Central to the life of the Circle and the surrounding area was the St. Helier Arms. This was a place where I and my mates would meet on a Thursday evening to discuss where we were going to over the weekend. Friday night could be a visit to the King Alfred public house in Catford and Saturday night at the Croydon Suite or the Orchid, Purley. Every couple of months we would fill the cars up at the Phoenix garage in Sutton and travel down to the Regency Ballroom in Brighton. Sunday night would normally be spent at the Woodstock, Cheam.

My older brother used to visit the back of the Arms Sunday lunchtime after having played football that morning. I remember one sneak visit when I heard a Jazz band playing. The St. Helier Arms was a real community hub at that time.
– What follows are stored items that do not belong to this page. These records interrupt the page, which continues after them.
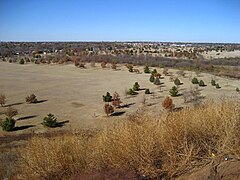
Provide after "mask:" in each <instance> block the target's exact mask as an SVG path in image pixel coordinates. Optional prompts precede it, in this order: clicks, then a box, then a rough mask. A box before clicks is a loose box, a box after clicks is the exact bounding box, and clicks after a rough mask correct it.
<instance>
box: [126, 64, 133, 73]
mask: <svg viewBox="0 0 240 180" xmlns="http://www.w3.org/2000/svg"><path fill="white" fill-rule="evenodd" d="M126 67H127V68H128V71H129V72H133V65H131V64H126Z"/></svg>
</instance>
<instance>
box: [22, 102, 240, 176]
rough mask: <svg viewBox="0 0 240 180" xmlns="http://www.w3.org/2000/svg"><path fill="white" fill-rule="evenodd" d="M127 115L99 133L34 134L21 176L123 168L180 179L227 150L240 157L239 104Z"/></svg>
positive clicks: (43, 175) (140, 173)
mask: <svg viewBox="0 0 240 180" xmlns="http://www.w3.org/2000/svg"><path fill="white" fill-rule="evenodd" d="M145 114H147V113H146V112H144V113H140V114H137V115H134V116H131V117H129V121H128V122H127V123H122V124H120V125H116V126H114V127H111V128H107V129H105V130H102V131H99V132H95V133H93V134H92V133H90V134H89V133H88V134H86V133H80V132H78V133H68V134H65V135H64V136H61V137H54V138H46V137H34V138H32V139H31V140H30V141H29V143H28V144H27V146H26V147H24V148H22V149H20V152H19V156H20V158H21V159H20V162H21V166H20V167H21V169H20V170H19V172H21V176H22V177H25V178H27V179H43V178H45V179H60V178H62V179H67V178H69V177H72V176H75V175H76V174H78V175H81V174H85V173H91V172H101V171H104V170H107V169H118V170H119V169H120V170H126V171H130V172H135V173H136V175H138V176H140V177H147V178H160V177H167V178H171V177H177V176H179V175H181V174H183V173H185V172H187V171H188V170H190V169H191V168H193V167H196V166H200V165H203V164H206V163H209V162H211V161H212V160H213V158H215V157H221V156H224V155H226V154H231V155H234V156H235V157H237V158H240V138H239V137H240V105H239V103H237V102H232V101H231V102H227V101H224V100H223V101H222V102H221V103H218V104H217V103H214V102H208V103H206V104H203V105H200V106H198V107H195V108H194V109H190V108H185V109H183V110H181V111H178V112H166V113H164V114H162V115H161V116H156V115H155V116H151V115H145Z"/></svg>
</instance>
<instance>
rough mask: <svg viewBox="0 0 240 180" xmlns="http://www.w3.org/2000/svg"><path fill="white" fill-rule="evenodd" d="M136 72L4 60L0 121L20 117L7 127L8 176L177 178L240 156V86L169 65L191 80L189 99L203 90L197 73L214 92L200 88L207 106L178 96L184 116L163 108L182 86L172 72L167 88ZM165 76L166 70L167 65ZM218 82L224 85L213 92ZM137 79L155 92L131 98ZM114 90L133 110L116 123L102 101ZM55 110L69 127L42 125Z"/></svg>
mask: <svg viewBox="0 0 240 180" xmlns="http://www.w3.org/2000/svg"><path fill="white" fill-rule="evenodd" d="M134 68H135V67H134ZM136 68H138V69H139V70H140V72H142V73H140V74H136V73H130V72H128V70H127V68H126V67H125V66H124V65H118V70H112V69H111V68H110V67H109V68H106V69H102V68H101V66H100V64H96V67H90V65H87V66H86V68H85V69H81V68H76V67H74V66H73V65H35V64H25V65H19V64H10V63H4V62H0V93H3V94H5V95H6V97H7V102H6V105H5V107H0V118H4V111H5V110H6V108H7V107H8V106H12V107H14V108H16V109H17V110H18V112H19V114H18V115H17V116H16V117H15V119H16V120H17V122H16V126H17V129H16V130H15V131H12V132H4V131H2V130H0V140H1V142H0V152H1V156H0V162H1V164H2V166H0V172H1V173H0V177H1V178H5V177H10V178H12V179H69V178H71V177H73V179H79V178H80V179H81V178H82V179H88V178H87V177H88V174H89V173H90V174H92V173H93V172H94V173H96V174H95V176H100V175H99V174H98V173H100V174H101V173H102V172H103V174H104V172H106V171H109V172H108V173H109V174H108V175H107V176H109V177H108V179H116V177H115V175H116V174H118V176H119V179H127V178H128V179H134V178H135V179H138V178H153V179H155V178H162V177H164V178H176V177H179V176H181V175H182V174H185V173H187V172H189V171H190V170H192V169H193V168H195V167H202V166H204V165H206V164H211V163H212V165H211V168H213V167H215V166H217V165H218V164H219V163H220V162H222V161H223V160H224V159H226V158H229V159H230V158H231V159H234V160H237V159H239V158H240V153H239V152H240V149H239V142H240V140H239V134H240V132H239V124H240V114H239V112H240V107H239V100H240V94H239V93H237V92H236V87H239V86H240V84H239V80H235V79H226V78H220V77H213V76H212V75H211V74H205V73H201V74H200V75H199V76H197V75H196V74H195V73H194V72H187V71H186V75H185V77H180V76H178V75H177V73H176V72H177V70H173V69H169V72H172V73H173V76H174V77H178V78H179V79H180V81H181V82H182V83H183V84H182V85H180V87H179V91H180V94H181V93H183V92H184V91H185V90H186V89H188V88H190V87H194V85H193V84H192V83H191V79H192V78H193V77H197V78H198V79H199V80H200V79H202V80H204V82H205V84H206V85H207V86H205V87H199V88H198V92H200V96H199V101H201V102H202V103H201V104H200V105H198V106H196V105H197V104H198V103H197V102H189V103H184V100H183V97H182V96H179V97H172V99H173V102H174V104H175V111H176V112H167V111H166V110H164V109H163V108H162V102H163V100H164V99H165V97H166V96H169V89H170V88H171V87H172V86H173V85H174V83H173V82H171V81H170V80H169V76H164V75H163V79H160V81H161V83H163V84H162V85H161V88H160V87H159V86H156V85H154V84H153V83H150V81H149V77H150V74H145V73H143V67H136ZM151 69H153V68H151ZM157 71H158V72H159V73H161V74H163V73H162V72H163V69H158V68H157ZM213 78H214V79H215V80H216V81H217V83H219V85H220V86H221V88H220V89H216V88H215V87H213V86H211V79H213ZM135 82H138V83H139V84H140V88H143V89H144V88H149V89H150V91H151V92H152V94H150V95H145V94H144V90H141V91H139V94H138V95H136V96H129V95H127V96H126V95H125V90H126V89H129V88H132V86H133V84H134V83H135ZM107 91H109V92H110V93H111V94H113V93H114V92H115V91H116V92H118V93H119V94H120V97H121V101H122V102H123V103H122V105H123V106H124V107H122V108H120V109H117V110H116V112H117V113H115V115H113V116H109V117H107V116H106V115H105V114H104V111H103V105H104V102H103V100H102V95H105V94H106V92H107ZM32 93H34V94H35V95H36V96H37V99H38V103H36V104H27V103H26V102H25V98H26V96H28V95H30V94H32ZM144 99H145V100H144ZM188 107H189V108H188ZM182 108H183V109H182ZM180 109H182V110H180ZM48 113H52V114H54V115H55V116H56V117H57V118H58V121H59V122H63V123H62V124H63V126H62V127H57V128H53V129H50V128H45V127H43V126H42V124H41V123H42V120H43V118H44V117H45V116H46V115H47V114H48ZM68 121H69V122H68ZM69 130H70V131H69ZM60 131H64V132H65V131H66V133H63V132H62V133H59V132H60ZM43 133H44V134H43ZM29 134H31V136H33V138H30V136H28V135H29ZM11 136H12V139H11ZM8 141H9V142H8ZM10 142H13V143H12V144H10ZM9 146H10V147H9ZM15 146H18V148H15ZM124 172H129V173H130V174H127V175H126V174H125V173H124ZM123 174H125V175H126V176H127V177H123ZM105 175H106V174H105ZM211 175H212V174H211ZM217 175H218V174H217V173H215V174H214V176H213V177H217ZM133 176H134V177H133ZM130 177H131V178H130ZM189 177H190V179H191V176H189ZM89 179H91V178H89ZM186 179H187V177H186Z"/></svg>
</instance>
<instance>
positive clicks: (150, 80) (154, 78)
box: [149, 75, 155, 83]
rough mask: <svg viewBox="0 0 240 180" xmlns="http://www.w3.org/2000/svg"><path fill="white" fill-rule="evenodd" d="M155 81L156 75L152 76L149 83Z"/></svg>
mask: <svg viewBox="0 0 240 180" xmlns="http://www.w3.org/2000/svg"><path fill="white" fill-rule="evenodd" d="M154 80H155V78H154V75H151V76H150V78H149V81H150V82H152V83H153V82H154Z"/></svg>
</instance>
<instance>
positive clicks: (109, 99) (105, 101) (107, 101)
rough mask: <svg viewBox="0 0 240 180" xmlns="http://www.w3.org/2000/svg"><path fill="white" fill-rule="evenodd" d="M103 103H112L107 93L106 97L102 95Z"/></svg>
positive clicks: (107, 92)
mask: <svg viewBox="0 0 240 180" xmlns="http://www.w3.org/2000/svg"><path fill="white" fill-rule="evenodd" d="M103 101H104V102H111V101H112V96H111V94H110V93H109V92H107V94H106V96H104V95H103Z"/></svg>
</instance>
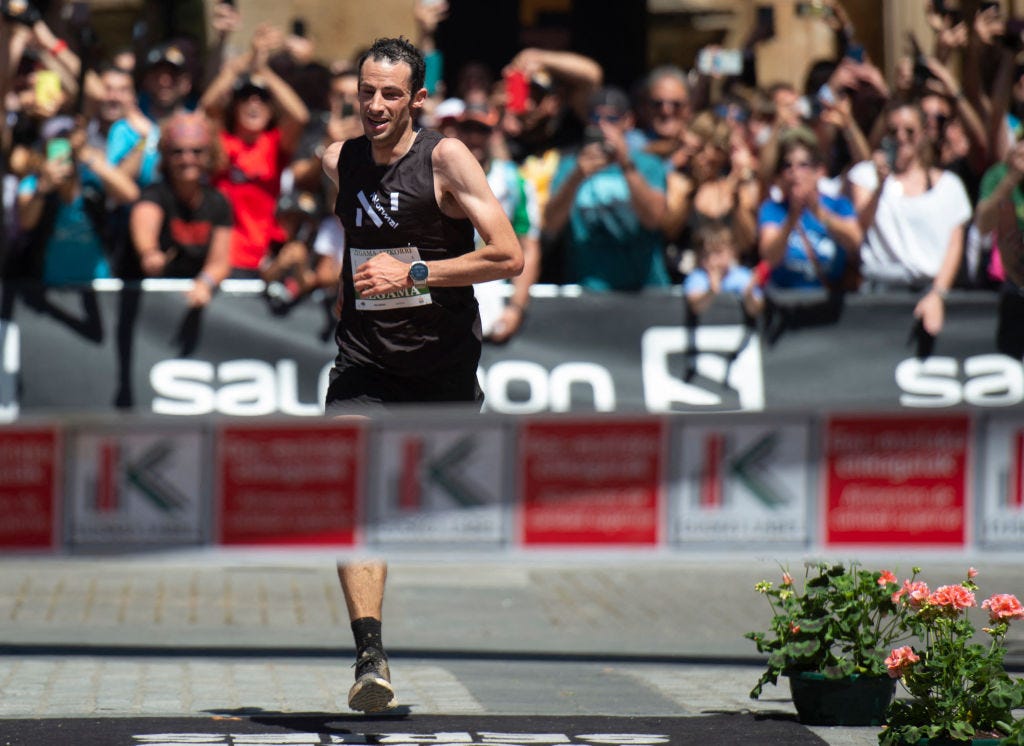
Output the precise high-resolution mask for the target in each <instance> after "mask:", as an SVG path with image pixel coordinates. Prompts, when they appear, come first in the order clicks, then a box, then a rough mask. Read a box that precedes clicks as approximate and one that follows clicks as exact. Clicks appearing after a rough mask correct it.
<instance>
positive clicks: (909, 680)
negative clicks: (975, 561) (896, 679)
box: [879, 568, 1024, 746]
mask: <svg viewBox="0 0 1024 746" xmlns="http://www.w3.org/2000/svg"><path fill="white" fill-rule="evenodd" d="M976 575H977V571H976V570H975V569H974V568H971V569H970V570H969V571H968V576H967V578H966V579H965V580H964V581H963V582H961V583H959V584H957V585H943V586H941V587H938V588H936V589H935V590H929V588H928V586H927V585H926V584H925V583H923V582H918V583H912V582H910V581H907V582H906V583H904V584H903V587H902V588H900V589H899V590H898V591H896V593H895V594H893V602H894V603H895V604H897V605H899V606H900V607H901V608H902V609H903V610H905V612H906V621H907V626H908V628H909V629H910V630H911V631H912V633H913V634H914V637H915V638H916V639H918V640H919V641H920V642H921V645H920V647H918V648H911V647H910V646H903V647H900V648H897V649H895V650H893V651H892V652H891V653H890V655H889V657H888V658H887V659H886V666H887V668H888V669H889V675H891V676H892V677H893V678H899V679H900V682H902V684H903V687H904V688H905V689H906V691H907V692H908V693H909V694H910V699H897V700H894V701H893V702H892V704H891V705H890V706H889V710H888V712H887V714H886V719H887V721H888V726H887V727H886V729H885V730H883V731H882V733H881V734H880V735H879V743H880V744H882V746H895V745H896V744H913V743H918V741H919V740H920V739H933V738H945V739H953V740H962V741H970V740H971V739H972V738H985V737H987V738H993V737H994V738H1006V740H1004V741H1002V743H1005V744H1019V745H1021V746H1024V727H1022V723H1021V722H1020V721H1015V719H1014V716H1013V713H1012V710H1013V709H1015V708H1018V707H1022V706H1024V681H1015V679H1013V678H1011V676H1010V675H1009V674H1008V673H1007V670H1006V668H1005V667H1004V665H1002V659H1004V656H1005V655H1006V646H1005V644H1004V643H1005V639H1006V635H1007V631H1008V630H1009V628H1010V622H1011V621H1014V620H1019V619H1024V607H1022V606H1021V603H1020V602H1019V601H1018V600H1017V598H1016V597H1014V596H1011V595H1010V594H996V595H994V596H992V597H990V598H988V599H987V600H985V601H983V602H982V603H981V605H980V608H981V609H982V610H984V611H987V615H988V620H987V621H988V625H987V626H985V627H982V631H983V632H984V633H985V634H987V635H988V641H987V644H985V645H982V644H981V643H977V642H974V641H973V638H974V637H975V627H974V625H973V624H972V622H971V620H970V619H969V618H968V612H969V610H970V609H973V608H977V607H978V606H979V604H978V602H977V596H976V594H977V590H978V585H977V584H976V583H975V581H974V578H975V577H976Z"/></svg>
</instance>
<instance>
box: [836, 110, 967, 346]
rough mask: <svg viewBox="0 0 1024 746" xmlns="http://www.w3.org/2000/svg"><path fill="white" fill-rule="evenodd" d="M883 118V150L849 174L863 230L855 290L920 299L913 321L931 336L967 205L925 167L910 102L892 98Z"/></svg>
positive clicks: (923, 138) (961, 234)
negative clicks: (912, 294) (914, 297)
mask: <svg viewBox="0 0 1024 746" xmlns="http://www.w3.org/2000/svg"><path fill="white" fill-rule="evenodd" d="M884 117H885V123H886V135H885V139H884V140H883V147H882V149H880V150H877V151H876V152H874V153H873V156H872V158H871V160H870V161H863V162H861V163H859V164H857V165H856V166H854V167H853V168H852V169H851V170H850V173H849V175H848V178H849V180H850V184H851V188H852V196H853V204H854V207H855V209H856V211H857V217H858V220H859V221H860V226H861V228H862V229H863V230H864V243H863V245H862V246H861V249H860V258H861V275H862V276H863V284H862V286H861V291H862V292H871V291H888V290H906V291H909V292H911V293H919V294H921V299H920V300H919V302H918V304H916V306H915V307H914V311H913V315H914V317H915V318H916V319H918V320H919V321H920V322H921V325H922V327H923V330H924V331H925V332H926V333H927V334H928V335H931V336H933V337H934V336H936V335H938V334H939V332H940V331H941V330H942V324H943V322H944V319H945V297H946V295H947V294H948V293H949V290H950V288H952V284H953V280H954V278H955V276H956V271H957V269H958V268H959V263H961V257H962V256H963V253H964V232H965V227H966V225H967V223H968V221H970V220H971V212H972V211H971V201H970V199H969V198H968V194H967V190H966V189H965V188H964V184H963V182H962V181H961V180H959V178H958V177H957V176H956V175H955V174H953V173H951V172H949V171H944V170H942V169H939V168H936V167H935V166H933V165H932V163H931V147H930V144H929V141H928V136H927V134H926V132H925V126H926V120H925V115H924V113H923V112H922V109H921V106H920V104H919V103H918V102H916V101H907V100H903V101H900V100H897V101H895V102H894V103H892V104H890V105H889V107H888V108H887V109H886V112H885V114H884ZM887 151H888V155H887Z"/></svg>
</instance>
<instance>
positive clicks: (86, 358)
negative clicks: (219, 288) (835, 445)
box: [0, 283, 1024, 421]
Talking about 'Jazz', does anybody remember the Magna and Climax jazz bands who used to play at the Red Lion in Sutton and did anyone see the likes of Acker Bilk perform at the 'Crown' Morden?    

Moving to the Morden side of the estate meant that we were more likely to use the shops at the bottom of St. Helier Avenue and to a limited extent some of the shops at Rose Hill.

St. Helier Avenue itself is worth a mention in that it was unique in having a central reservation (dual carriageway) with designated cycle lanes. It was part of a well planned transport infrastructure which served the whole of the estate.

Having moved nearer to Rose Hill, I remember going to the hairdressers just up from the Gaumont cinema to get refills of hair lacquer for my sisters and listening to the juke box located in the Cafe on the St. Helier Avenue side of the flats. There was a wood yard adjacent to Rosehill Park and a cafe at the end of the shops going towards St. Helier Hospital where we would congregate after having had a kickabout on the open spaces opposite the hospital. The hospital itself gave an air of comfort to the community and any party organised by the nursing staff was well worth going to.

Morden town centre became our preferred choice as far as the main shopping was concerned with Sutton and Croydon the places to go for main items such as furniture and bedding etc. Visits to Sutton normally included a visit to Landau's the record shop. I hated the thought of going to Croydon as travelling on the trolleybus always made me feel sick.

All in all, both sides of the estate were blessed with plenty of open spaces, good living conditionsand good transport links. In line with a number of the comments made by other contributors to the site, I retain very pleasant memories of the 20 plus years I spent growing up there.